Nessa época a internet propagava-se com imensa força no Brasil, e tive acesso aos mais variados poetas. Descobri William Blake e Pablo Neruda, do primeiro ressalto o trecho que inspirou a banda The Doors a usarem esse nome: "quando as portas da percepção forem abertas, as coisas irão surgir como são: infinitas", e do segundo ficou "vinte poemas de amor e uma canção desesperada", livro de poesias lindíssimo. A filosofia foi apresentada a mim muito cedo, pela música de Raul Seixas, e qualquer coisa que escreva ficará aquém dos clássicos "Ouro de Tolo" e "Metro Linha 743". Durante uma época da adolescência conheci a contra-cultura brasileira nas músicas dos poetas da Tropicália, podemos citar aí Caetano e Gil como expoentes maiores, mas o meu preferido chama-se Torquato Neto, e dele o que mais me marcou foram "Cogito", e "Ai de mim, Copacabana", seu desapreço pelo tradicional mostrou-me o que de fato era originalidade. João Cabral de Melo Neto, Cecília Meirelles e Gentileza vieram logo depois. Mas foi em um livro chamado "Terror e êxtase", de José Carlos de Oliveira, que tomei nota pela primeira vez daquele que considero um dos maiores poemas já escritos, que se chama "Se te Queres Matar", de Fernando Pessoa. Esse poema fala coisas que permeiam e influenciam fortemente o que escrevo, um retrato metafísico frio, e ao mesmo tempo sensibilíssimo, sobre a condição de ser humano, "... A cinematografia das horas representadas/ Por atores de convenções e poses determinadas,/ O circo policromo do nosso dinamismo sem fim...". Quase naturalmente, encontrei outro poema que seria fundamental para mim, o seu nome é "Resíduo", e o autor é Carlos Drummond de Andrade. Nele, entendi a importância de se estar atento às coisas que passam pela nossa vida, porque por mais ínfimas que sejam, delas também algo restará em nós.
Durante a faculdade de cinema tive acesso aos mais diversos Filósofos, desde Cristian Metz a André Bazin. Conheci Vertov, Einseinstein (O Encouraçado Potemkin), Orson Welles ("Cidadão Kane", "A Marca da Maldade"), La Nouvelle Vague (Truffaut, Alain Resnais e cia), o Cinema Italiano ("Ladrão de Bicicleta"), o expressionismo, o surrealismo de Dali e Buñuel ("O cão andaluz", "Anjo Exterminador", "O charme discreto da Burguesia").
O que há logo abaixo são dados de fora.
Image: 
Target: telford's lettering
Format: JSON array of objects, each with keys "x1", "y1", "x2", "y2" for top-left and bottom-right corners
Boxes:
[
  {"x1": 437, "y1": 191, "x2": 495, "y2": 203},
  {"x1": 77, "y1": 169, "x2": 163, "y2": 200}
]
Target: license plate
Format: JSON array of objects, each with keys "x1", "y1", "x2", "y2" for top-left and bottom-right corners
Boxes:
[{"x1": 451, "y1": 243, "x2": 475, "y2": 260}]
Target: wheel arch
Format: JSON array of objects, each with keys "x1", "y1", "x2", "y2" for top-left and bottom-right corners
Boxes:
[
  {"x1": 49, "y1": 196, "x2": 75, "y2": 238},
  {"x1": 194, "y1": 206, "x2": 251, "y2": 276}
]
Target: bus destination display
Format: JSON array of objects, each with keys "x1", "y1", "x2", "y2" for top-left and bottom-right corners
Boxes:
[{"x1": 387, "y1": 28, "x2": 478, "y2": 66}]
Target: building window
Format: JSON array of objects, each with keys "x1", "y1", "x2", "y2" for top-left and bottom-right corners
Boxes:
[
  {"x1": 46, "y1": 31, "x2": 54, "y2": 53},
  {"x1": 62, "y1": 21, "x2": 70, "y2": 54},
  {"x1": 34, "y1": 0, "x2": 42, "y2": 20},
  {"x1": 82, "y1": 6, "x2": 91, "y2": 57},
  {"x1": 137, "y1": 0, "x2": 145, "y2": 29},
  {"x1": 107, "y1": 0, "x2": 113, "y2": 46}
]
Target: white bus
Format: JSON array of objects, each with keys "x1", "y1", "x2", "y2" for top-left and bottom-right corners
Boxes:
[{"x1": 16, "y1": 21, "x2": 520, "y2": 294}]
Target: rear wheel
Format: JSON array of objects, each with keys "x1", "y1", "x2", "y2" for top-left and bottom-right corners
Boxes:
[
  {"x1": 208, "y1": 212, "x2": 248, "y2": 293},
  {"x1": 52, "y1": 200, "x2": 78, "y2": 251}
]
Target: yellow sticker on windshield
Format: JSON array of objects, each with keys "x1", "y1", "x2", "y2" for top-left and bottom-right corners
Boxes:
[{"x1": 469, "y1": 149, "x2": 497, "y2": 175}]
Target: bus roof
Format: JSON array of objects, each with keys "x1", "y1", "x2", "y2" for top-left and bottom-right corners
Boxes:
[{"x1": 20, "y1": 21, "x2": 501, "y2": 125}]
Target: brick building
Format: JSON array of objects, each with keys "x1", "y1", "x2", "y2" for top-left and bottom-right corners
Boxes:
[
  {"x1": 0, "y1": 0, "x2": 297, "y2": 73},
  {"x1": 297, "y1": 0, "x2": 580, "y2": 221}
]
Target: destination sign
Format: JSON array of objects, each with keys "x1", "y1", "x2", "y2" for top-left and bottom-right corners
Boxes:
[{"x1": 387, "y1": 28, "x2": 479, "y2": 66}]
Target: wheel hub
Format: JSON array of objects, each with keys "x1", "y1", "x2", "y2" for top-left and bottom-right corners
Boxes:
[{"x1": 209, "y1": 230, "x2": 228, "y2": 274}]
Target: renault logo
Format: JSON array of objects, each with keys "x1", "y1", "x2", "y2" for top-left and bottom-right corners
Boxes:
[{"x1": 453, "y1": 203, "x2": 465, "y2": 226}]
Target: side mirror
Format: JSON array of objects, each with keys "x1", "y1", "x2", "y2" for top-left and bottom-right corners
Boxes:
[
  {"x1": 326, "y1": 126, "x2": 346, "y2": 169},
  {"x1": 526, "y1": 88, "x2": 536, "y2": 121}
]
Familiarizei-me com as tentativas de traduzir o espaço-tempo de alguns dias em alguns minutos, e os efeitos do efeito phi... Sem falar no Cinema Novo de Glauber Rocha, Nelson Pereira dos Santos e Ruy Guerra, e os três filmes mais importantes dessa época, respectivamente (pela ordem de autoria): "Deus e o Diabo na Terra do Sol", "Vidas Secas" e "Os Fuzis". De Ruy Guerra, com quem tenho o orgulho de ter tido aula, ainda ressalto o poema na música "Fado Tropical": "meu coração tem um sereno jeito...".
No início da minha vida jovem-adulta, passei a frequentar a Lapa, e a aprender mais sobre o samba. Nessa época, fui a fundo na obra de Chico Buarque, principalmente. Tudo o que ele escrevia, a forma como as sílabas eram pronunciadas, o lugar em que estavam, a rima improvável, a sensibilidade poética... Aprendi mais sobre Cartola, Adoniran, Noel Rosa, Mário Lago... Descobri o que queriam dizer as letras do Clube da Esquina, entre as quais ressalto "Clube da esquina n° 2", "Feira Moderna" e "Travessia". Furei os discos de Elis Regina, Nara Leão, e, finalmente, me deparei com outro pilar fundamental, uma música chamada "A Palo Seco", de Belchior.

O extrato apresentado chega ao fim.